In general, the media will likely respect his right to speak, but whether Thomas is vilified by a left-leaning media for daring to voice conservative views it finds less than fashionable remains to be seen.
Will they wring their hands and wave a scolding finger for his snubbing the President? Would they have felt differently had the player been a leftist and the snub been directed toward, say, President George W. Bush?
It’s worth noting that a number of NHL players come from former Soviet bloc countries, where such freedom of speech was unknown. Jaromir Jagr of the Philadelphia Flyers raised eyebrows over twenty years ago when he revealed his support for U.S. President Ronald Reagan’s fight against communism. Jagr wears Jersey number 68 to commemorate the "Prague Spring" when his native Czechoslovakia revolted against Soviet domination. Both Jagr and fellow Czech (and fellow Flyers) wore "VH" insignias on their helmets when anti-communist hero Vaclav Havel died. Generations of Russian, Czech, Slovak and other Eastern bloc players before Jagr—some of the world’s greatest of their time—were never permitted to flee their communist homelands for western freedom.

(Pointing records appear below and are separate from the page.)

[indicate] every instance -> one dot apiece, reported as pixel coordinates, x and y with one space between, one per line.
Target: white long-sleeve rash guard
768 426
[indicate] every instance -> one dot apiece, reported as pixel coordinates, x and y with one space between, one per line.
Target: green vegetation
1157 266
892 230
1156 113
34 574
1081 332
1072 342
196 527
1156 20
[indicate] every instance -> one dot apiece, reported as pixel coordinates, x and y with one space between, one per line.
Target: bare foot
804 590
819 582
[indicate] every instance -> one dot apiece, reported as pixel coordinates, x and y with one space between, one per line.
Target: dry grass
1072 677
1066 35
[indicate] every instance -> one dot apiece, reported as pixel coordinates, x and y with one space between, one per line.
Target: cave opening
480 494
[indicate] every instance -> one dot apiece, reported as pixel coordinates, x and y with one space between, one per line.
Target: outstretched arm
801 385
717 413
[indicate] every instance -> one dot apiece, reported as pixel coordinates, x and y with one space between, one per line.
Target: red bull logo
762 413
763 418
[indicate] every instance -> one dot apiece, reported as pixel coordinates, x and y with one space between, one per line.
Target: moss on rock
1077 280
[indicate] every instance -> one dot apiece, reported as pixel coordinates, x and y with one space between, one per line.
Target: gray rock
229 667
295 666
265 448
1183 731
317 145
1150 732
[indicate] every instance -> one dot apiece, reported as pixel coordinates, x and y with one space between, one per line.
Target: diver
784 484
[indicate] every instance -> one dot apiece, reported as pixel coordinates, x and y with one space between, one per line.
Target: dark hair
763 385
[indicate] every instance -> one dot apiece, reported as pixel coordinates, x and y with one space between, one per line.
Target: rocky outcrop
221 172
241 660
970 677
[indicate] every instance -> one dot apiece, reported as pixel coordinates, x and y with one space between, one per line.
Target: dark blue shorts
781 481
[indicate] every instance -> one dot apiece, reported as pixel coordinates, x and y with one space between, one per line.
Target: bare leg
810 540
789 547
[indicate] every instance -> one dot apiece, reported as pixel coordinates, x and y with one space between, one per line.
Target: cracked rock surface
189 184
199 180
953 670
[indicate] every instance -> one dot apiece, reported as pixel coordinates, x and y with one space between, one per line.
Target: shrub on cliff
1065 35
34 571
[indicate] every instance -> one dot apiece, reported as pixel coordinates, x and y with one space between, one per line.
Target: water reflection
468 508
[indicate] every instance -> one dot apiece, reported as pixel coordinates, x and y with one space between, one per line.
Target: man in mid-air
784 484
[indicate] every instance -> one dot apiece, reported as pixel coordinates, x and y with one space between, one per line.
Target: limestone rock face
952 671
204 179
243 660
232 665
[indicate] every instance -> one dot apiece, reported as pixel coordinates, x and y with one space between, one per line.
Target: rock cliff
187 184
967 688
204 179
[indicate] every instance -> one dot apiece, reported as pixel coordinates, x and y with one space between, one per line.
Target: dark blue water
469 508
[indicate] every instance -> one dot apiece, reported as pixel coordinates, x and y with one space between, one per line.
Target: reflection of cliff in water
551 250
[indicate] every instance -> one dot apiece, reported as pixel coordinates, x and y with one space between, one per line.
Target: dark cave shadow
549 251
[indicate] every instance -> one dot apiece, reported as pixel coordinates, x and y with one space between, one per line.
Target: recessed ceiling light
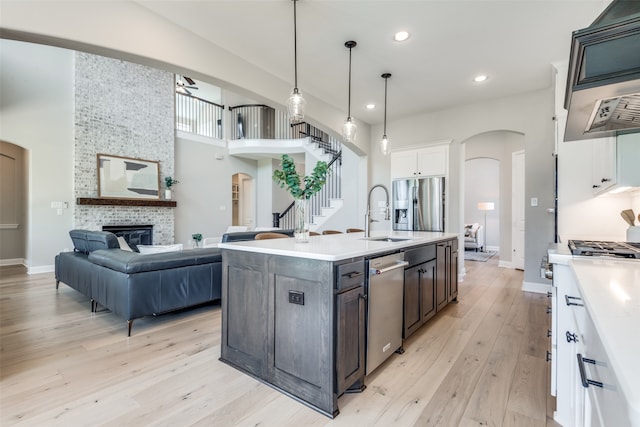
401 36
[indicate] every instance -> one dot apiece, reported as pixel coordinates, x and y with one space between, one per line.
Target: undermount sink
387 239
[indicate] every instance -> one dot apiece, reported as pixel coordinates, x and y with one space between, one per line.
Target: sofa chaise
133 285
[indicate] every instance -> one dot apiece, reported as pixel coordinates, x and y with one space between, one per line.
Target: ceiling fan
183 88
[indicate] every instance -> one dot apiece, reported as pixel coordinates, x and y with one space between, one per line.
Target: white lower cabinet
587 393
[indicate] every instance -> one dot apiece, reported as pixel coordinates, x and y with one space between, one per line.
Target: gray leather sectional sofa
132 285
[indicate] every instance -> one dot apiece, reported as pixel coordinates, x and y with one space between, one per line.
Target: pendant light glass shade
384 145
296 103
349 128
384 142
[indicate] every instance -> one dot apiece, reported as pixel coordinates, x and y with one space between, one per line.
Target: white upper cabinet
422 162
616 163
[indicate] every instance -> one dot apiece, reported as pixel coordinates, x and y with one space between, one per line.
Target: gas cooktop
612 249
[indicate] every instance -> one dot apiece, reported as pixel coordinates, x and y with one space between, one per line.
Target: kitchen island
596 374
293 314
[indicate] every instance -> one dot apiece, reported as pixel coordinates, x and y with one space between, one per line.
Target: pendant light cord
386 79
349 105
385 76
295 46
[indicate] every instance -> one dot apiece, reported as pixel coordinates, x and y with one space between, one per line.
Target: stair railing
331 190
199 116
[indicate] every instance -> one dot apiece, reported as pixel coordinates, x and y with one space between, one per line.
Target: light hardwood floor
479 362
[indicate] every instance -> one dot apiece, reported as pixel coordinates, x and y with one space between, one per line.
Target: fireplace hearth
133 234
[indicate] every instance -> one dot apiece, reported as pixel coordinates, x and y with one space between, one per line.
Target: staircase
327 201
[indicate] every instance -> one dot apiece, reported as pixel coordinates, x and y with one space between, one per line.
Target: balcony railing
258 121
198 116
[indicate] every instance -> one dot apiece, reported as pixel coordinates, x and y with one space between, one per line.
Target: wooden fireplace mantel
126 202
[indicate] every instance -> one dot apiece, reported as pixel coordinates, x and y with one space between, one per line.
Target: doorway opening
242 197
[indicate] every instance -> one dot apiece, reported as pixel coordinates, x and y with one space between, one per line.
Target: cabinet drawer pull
571 337
583 375
569 301
353 274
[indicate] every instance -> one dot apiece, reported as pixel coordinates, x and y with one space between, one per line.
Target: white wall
36 113
89 27
204 192
528 114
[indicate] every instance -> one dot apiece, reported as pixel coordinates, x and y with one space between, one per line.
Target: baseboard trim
12 261
41 269
505 264
538 288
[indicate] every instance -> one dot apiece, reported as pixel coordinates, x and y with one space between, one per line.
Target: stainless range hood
603 84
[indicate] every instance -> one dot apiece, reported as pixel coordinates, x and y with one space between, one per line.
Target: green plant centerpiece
290 179
168 182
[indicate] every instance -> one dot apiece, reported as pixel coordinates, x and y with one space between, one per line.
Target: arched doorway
242 200
499 146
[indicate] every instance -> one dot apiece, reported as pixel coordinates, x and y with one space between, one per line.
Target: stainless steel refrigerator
418 204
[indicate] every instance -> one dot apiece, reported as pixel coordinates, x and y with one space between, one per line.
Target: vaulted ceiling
513 42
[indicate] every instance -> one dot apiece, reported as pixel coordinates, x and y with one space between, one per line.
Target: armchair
474 236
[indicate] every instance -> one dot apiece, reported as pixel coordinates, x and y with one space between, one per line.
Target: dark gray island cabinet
297 322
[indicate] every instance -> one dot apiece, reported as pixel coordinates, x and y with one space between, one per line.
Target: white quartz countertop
611 293
336 247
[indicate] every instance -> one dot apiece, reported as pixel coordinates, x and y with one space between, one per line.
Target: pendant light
349 128
295 103
384 143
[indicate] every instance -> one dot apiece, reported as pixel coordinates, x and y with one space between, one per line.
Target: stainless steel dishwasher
384 313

Snubbing an invite from Leonid Brezhnev could have gotten a hockey player killed back in the 1970s. Therein lies the beauty of Thomas’ decision. He’s free to do as he chooses, whether it’s fashionable or not. It doesn't hurt that he is regarded as the indispensable man in the Bruins' Stanley Cup win.

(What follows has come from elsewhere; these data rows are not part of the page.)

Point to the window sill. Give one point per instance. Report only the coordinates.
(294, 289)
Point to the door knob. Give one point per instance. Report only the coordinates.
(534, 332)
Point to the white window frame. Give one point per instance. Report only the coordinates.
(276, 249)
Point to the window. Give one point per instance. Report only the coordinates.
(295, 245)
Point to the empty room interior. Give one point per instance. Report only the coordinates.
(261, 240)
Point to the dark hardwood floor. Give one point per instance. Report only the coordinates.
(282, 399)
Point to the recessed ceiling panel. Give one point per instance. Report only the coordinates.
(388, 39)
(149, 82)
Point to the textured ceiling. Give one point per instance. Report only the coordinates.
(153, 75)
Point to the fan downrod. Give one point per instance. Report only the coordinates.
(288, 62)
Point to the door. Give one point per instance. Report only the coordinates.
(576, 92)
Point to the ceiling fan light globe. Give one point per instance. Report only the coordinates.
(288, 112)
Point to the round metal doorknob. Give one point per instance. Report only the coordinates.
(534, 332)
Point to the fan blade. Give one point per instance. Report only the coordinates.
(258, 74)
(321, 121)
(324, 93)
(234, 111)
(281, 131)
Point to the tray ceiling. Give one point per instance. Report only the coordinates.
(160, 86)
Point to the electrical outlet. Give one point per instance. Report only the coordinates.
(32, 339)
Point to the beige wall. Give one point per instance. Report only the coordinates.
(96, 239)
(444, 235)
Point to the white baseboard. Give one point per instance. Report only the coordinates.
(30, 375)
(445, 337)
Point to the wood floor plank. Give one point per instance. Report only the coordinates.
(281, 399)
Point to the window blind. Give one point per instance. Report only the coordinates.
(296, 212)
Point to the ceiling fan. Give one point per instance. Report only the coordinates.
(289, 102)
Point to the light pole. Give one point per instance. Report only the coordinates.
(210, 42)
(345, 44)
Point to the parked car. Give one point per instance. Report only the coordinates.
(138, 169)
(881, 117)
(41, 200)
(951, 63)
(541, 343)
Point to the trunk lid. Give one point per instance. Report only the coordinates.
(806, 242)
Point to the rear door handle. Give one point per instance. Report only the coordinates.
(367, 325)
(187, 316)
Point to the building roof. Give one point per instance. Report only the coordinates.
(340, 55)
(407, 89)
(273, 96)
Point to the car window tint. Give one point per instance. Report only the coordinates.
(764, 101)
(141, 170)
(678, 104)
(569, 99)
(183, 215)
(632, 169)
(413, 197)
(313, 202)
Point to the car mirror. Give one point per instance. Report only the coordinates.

While his snub of Obama is a bold statement, it shouldn’t come as much of a surprise. Thomas has expressed his support for the Tea Party movement by wearing a mask emblazoned with “In God We Trust” on its front, and the Gadsden (“Don’t Tread on Me”) flag on its back panel. He has also donated to FreedomWorks.
Monday night, Thomas released his own statement via his Facebook page: "I believe the Federal government has grown out of control, threatening the Rights, Liberties, and Property of the People,” Thomas announced.

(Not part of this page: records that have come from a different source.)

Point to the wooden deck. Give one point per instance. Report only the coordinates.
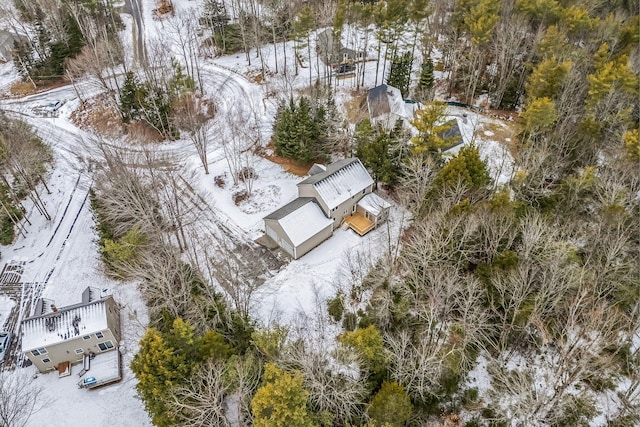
(359, 224)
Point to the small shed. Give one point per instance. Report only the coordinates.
(453, 135)
(7, 41)
(298, 226)
(374, 208)
(386, 106)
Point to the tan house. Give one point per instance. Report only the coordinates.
(57, 337)
(340, 193)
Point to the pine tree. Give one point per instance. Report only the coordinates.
(215, 15)
(431, 125)
(465, 168)
(547, 78)
(391, 406)
(158, 368)
(632, 145)
(299, 130)
(374, 148)
(130, 97)
(425, 84)
(538, 116)
(400, 73)
(281, 401)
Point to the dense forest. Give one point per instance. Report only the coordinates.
(513, 304)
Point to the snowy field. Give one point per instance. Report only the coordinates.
(61, 257)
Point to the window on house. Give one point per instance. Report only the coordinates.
(39, 352)
(104, 346)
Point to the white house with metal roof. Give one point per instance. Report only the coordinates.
(327, 199)
(386, 106)
(56, 337)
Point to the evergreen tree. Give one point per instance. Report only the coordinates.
(632, 145)
(131, 94)
(538, 116)
(400, 73)
(214, 15)
(391, 406)
(158, 367)
(425, 84)
(281, 401)
(547, 78)
(299, 130)
(375, 149)
(368, 343)
(431, 123)
(166, 360)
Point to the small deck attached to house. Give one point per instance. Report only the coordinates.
(359, 223)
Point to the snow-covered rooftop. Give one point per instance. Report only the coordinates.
(373, 203)
(64, 324)
(304, 222)
(340, 181)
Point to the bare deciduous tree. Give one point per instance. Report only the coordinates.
(201, 401)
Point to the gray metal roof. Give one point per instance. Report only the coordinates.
(453, 131)
(330, 170)
(378, 101)
(292, 206)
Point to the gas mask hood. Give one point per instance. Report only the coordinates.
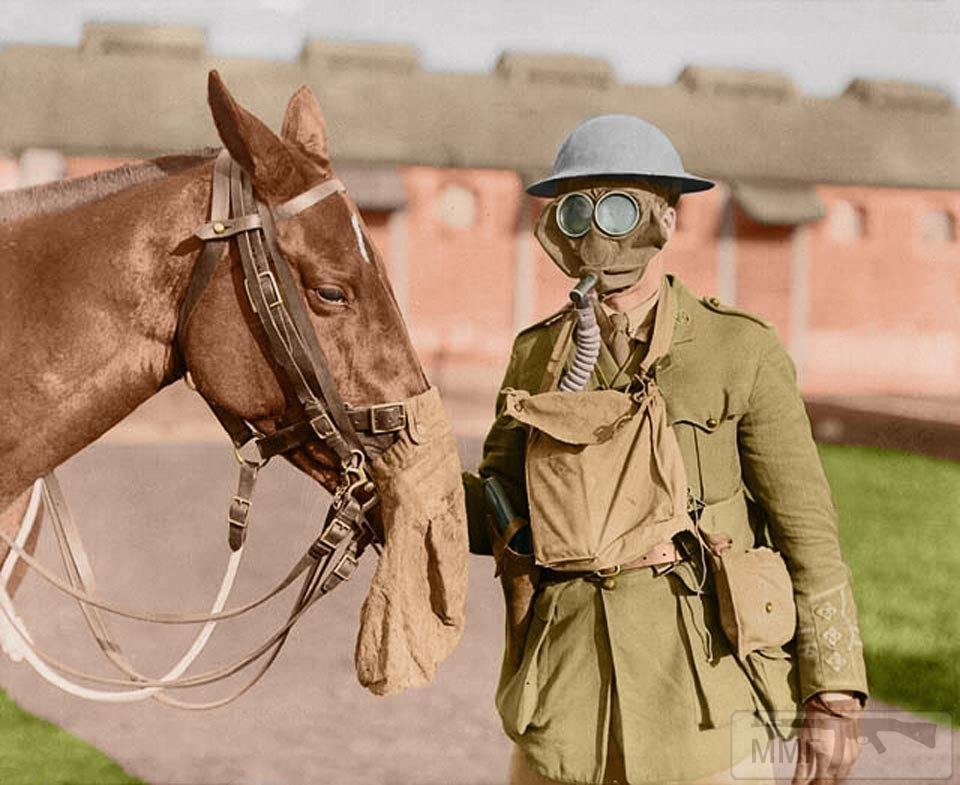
(618, 262)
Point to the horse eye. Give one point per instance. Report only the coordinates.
(332, 294)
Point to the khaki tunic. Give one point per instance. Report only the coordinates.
(647, 660)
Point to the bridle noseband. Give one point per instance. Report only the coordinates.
(236, 214)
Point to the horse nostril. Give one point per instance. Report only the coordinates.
(332, 294)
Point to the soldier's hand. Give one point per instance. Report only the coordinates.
(829, 742)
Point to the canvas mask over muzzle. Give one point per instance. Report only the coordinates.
(413, 615)
(574, 238)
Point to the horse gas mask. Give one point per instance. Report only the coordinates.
(611, 232)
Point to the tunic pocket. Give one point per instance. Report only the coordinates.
(722, 687)
(773, 673)
(516, 698)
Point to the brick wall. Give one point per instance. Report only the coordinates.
(872, 311)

“This is being done at the Executive, Legislative, and Judicial level. This is in direct opposition to the Constitution and the Founding Fathers vision for the Federal government. Because I believe this, today I exercised my right as a Free Citizen, and did not visit the White House. This was not about politics or party, as in my opinion both parties are responsible for the situation we are in as a country. This was about a choice I had to make as an INDIVIDUAL. This is the only public statement I will be making on this topic."
While Thomas promises that the statement will be his last on the subject, Edwards begs to differ.
“Nobody’s had a one-statement political career,” Edwards told Frontpage. “Either you’re right and it turns into a groundswell, or there are a lot of people who disagree with you and they feel an obligation to answer you in a louder voice.”
*Defensemen Joe Corvo (Oak Park, IL) and Steven Kampfer (Ann Arbor, MI) are the other two US-born Bruins.